Aufklären oder vernebeln? Über Medien in der Migrationsdebatte / Stuttgart 24.- 26. Januar

Auf den Hohenheimer Tagen zum Migrationsrecht, dem seit über 35 Jahren institutionalisierten Stuttgarter Forum zum Asyl-, Migrations- und Ausländerrecht in Deutschland debattiere ich diese Woche zusammen mit dem Medienwissenschaftler und Journalisten, Prof. Dr. Michael Haller zum Thema

Aufklären oder vernebeln? Die heikle Rolle der Medien in der Migrationsdebatte (hier), siehe hier zu meinen Notizen des Votrags bzw. unten

Anlass für das Forum sind die aktuellen Diskussionen um Fake News, Medienglaubwürdigkeit und Framing, so die Veranstalter. 

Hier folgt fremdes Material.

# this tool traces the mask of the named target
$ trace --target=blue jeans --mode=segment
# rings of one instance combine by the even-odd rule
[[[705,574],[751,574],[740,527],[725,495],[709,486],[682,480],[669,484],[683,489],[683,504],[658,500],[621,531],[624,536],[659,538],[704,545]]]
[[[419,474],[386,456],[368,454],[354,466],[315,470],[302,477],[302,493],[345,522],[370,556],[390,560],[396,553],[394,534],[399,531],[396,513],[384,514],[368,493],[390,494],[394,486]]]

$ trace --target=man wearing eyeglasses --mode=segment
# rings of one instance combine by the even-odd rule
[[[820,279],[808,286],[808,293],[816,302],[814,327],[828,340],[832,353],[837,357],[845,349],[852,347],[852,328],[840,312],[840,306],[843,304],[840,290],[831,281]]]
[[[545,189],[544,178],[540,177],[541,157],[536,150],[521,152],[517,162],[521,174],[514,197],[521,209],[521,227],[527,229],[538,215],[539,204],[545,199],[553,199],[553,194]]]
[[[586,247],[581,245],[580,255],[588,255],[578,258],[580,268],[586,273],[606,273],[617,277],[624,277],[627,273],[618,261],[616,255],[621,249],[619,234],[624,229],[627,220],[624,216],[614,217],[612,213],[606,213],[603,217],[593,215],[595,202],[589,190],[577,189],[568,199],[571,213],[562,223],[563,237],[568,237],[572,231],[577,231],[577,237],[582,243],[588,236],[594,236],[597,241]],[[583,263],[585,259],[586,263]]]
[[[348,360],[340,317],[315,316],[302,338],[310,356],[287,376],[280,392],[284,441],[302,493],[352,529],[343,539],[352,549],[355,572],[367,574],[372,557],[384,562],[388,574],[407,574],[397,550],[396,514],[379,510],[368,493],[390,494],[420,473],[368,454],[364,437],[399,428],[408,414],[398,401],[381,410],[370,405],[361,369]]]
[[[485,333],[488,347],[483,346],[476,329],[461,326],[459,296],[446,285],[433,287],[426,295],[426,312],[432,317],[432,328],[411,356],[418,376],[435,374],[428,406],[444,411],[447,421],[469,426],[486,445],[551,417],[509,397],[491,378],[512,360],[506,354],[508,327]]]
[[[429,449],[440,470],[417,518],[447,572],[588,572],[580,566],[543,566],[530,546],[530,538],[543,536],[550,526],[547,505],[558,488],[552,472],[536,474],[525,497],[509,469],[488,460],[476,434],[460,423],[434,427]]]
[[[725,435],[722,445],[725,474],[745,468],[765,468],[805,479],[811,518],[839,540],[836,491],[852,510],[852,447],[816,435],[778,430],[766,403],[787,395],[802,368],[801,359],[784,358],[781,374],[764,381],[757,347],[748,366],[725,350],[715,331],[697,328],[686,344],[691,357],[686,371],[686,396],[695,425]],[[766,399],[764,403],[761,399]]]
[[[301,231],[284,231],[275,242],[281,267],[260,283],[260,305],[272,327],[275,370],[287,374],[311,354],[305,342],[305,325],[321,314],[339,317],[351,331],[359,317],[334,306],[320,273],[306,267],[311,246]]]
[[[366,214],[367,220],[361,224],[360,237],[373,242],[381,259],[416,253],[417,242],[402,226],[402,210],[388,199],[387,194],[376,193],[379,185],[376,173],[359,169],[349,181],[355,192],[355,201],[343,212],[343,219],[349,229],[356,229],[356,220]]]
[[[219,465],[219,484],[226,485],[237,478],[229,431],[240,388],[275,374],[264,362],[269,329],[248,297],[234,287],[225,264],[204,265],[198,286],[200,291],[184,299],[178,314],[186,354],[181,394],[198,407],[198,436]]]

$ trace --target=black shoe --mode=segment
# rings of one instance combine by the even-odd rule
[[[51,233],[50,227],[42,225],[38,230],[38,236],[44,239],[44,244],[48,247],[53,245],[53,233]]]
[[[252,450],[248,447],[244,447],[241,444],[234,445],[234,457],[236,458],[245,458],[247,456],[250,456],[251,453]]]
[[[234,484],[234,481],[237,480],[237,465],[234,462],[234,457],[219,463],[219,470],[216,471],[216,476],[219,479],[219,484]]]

Gesucht wird ein sinnvoller Beitrag der Medien zum gesellschaftlichen Zusammenhalt in der Migrationsdebatte: In dem Forum soll die Rolle der Medien bei der (Nicht-)Beförderung von gesellschaftlichem Zusammenhalt in der Migrationsdebatte beleuchtet werden, als auch die Frage, wie ehrenamtliche und hauptamtliche Akteure der Migrationsarbeit ihre Anliegen mit die Medien besser kommunizieren können.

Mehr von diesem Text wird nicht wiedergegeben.